Let us face the sad reality that India’s national security decision-making processes so far have been archaic and anarchic. We have a got an NSC about whose functioning nobody knows. The NSC is supposed to be a three-tiered organisation that operates within the office of the Prime Minister, “liaising between the government’s executive branch and the intelligence services, advising leadership on intelligence and security issues”. It comprises the Strategic Policy Group (headed by the Cabinet Secretary, it is responsible for inter-ministerial coordination and involves three Service Chiefs and secretaries of core ministries like foreign affairs, defence, interior, finance, atomic energy and space beside the heads of the Intelligence agencies and the Governor of Reserve Bank), the National Security Advisory Board(consisting of retired officials and strategic analysts from the media, think-tanks and universities), a secretariat from the Joint Intelligence Committee and the NSA.

However, nobody knows how exactly the NSC functions.
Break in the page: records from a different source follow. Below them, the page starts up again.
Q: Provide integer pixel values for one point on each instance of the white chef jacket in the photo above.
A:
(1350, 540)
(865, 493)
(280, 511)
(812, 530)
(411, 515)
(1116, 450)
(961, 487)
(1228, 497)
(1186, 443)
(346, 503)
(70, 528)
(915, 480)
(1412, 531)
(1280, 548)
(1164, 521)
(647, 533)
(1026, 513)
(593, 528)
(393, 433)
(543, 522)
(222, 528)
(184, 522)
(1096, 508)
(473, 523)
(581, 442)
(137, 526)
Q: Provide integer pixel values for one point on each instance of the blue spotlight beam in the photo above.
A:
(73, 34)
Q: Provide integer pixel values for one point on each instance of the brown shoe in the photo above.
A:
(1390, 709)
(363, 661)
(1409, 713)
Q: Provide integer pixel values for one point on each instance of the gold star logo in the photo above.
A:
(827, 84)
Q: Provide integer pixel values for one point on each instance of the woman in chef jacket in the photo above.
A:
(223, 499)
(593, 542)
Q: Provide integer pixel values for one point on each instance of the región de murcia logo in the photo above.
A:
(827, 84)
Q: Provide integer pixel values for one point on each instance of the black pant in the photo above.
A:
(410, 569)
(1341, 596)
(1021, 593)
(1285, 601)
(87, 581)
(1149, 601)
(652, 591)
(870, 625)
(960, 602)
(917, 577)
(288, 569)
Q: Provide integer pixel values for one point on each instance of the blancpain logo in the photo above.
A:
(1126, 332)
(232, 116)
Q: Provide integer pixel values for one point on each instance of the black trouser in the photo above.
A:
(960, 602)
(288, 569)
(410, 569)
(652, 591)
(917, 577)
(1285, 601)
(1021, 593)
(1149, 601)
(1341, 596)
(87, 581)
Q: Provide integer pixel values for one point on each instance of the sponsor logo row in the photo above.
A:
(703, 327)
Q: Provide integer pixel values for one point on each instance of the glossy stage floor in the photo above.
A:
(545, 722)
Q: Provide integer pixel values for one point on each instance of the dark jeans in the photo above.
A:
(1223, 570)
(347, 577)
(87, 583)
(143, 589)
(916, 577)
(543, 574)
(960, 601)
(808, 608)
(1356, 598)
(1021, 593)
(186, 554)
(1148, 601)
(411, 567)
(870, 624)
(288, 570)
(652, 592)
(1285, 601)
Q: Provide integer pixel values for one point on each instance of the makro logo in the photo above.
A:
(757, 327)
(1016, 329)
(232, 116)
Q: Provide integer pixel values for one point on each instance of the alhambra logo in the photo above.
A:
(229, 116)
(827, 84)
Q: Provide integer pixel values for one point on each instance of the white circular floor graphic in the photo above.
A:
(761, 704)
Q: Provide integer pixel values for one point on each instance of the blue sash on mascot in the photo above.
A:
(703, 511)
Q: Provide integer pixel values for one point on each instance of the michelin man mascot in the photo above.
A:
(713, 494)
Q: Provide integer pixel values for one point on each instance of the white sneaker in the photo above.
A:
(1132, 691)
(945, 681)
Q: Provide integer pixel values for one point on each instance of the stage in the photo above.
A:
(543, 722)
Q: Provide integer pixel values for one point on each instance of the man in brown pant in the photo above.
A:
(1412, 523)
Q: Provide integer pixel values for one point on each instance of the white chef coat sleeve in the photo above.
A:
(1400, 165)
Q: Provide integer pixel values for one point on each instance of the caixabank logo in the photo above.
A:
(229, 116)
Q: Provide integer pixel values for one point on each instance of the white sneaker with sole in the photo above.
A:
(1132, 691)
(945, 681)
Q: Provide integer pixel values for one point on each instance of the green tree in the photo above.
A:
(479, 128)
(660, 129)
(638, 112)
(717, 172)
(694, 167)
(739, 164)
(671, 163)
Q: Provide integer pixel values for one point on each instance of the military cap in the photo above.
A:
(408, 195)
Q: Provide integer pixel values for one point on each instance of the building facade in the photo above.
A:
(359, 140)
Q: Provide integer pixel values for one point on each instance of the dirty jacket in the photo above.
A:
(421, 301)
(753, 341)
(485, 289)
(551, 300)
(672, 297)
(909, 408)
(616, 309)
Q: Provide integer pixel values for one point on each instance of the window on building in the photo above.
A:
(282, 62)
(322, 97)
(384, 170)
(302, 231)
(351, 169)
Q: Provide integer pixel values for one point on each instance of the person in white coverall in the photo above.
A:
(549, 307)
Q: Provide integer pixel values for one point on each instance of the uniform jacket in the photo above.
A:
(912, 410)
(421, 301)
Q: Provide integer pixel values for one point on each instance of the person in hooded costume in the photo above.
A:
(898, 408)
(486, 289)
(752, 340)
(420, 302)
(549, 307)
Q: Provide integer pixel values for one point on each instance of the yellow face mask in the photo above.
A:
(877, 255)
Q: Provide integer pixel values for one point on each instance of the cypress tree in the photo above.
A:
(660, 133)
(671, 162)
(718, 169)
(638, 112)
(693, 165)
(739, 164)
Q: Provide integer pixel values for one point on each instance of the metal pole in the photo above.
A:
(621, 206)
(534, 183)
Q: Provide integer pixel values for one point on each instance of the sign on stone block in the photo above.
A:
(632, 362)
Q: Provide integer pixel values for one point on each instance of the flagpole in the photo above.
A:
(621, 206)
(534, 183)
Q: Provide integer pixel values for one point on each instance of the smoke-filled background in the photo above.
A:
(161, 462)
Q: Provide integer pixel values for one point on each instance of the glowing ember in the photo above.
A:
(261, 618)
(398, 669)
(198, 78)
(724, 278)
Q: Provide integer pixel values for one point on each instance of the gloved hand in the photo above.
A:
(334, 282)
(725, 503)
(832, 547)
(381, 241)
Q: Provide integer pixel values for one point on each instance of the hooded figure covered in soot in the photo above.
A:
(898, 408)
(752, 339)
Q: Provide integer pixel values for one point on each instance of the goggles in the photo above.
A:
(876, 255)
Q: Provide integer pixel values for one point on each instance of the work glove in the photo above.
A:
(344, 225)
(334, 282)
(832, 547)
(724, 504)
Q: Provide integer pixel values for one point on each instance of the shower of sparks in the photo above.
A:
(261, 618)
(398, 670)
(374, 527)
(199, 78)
There is a complete dearth of information on the functioning of the NSC. In fact, many doubt whether it functions at all. Former Deputy NSA Satish Chandra has described the performance of the NSC as far from satisfactory. The SPG (Strategic Policy Group) hardly meets. In strict sense of the term, there is no National Security Advisory Board (NSAB) at the moment. The NSAB’s two-year tenure ended in January 2015, but the Modi government has not constituted a new one in its place as yet. In fact, there have been reports that the government wants to do away with the NSAB as a body altogether.

Even otherwise, the Modi government has not undertaken any major reforms in the arena of national security in the last two-and-a-half years of its tenure. The military leadership of the country is highly disgruntled that its voice is not being heard in the civilian-controlled Ministry of Defence. A long standing demand for having a Chief of Defence Staff (CDS) or any other equivalent post to be a single-source of interactions between the military and the political leadership has not been made. The country’s intelligence-gathering system is highly fragmented.

All these things are really surprising since many expected that if any government could vitalise India’s national security structure, it was the Modi government. In fact, the BJP’s elections manifesto in 2014 had promised that the Modi government will “reform the National Security Council to make it the hub of all sector-related assessments”, “completely revamp the intelligence gathering system by modernising the intelligence department”, and “ensure greater participation of Armed Forces in the decision-making process of the Ministry of Defence”. Regrettably, there have been no signs of implementation of such promises, although the present government has competed half of its term.

And that means that behind all the bravado surrounding the latest surgical strikes, India’s national security decisions continue to be ad hoc in nature, a sad scenario for a rising global power.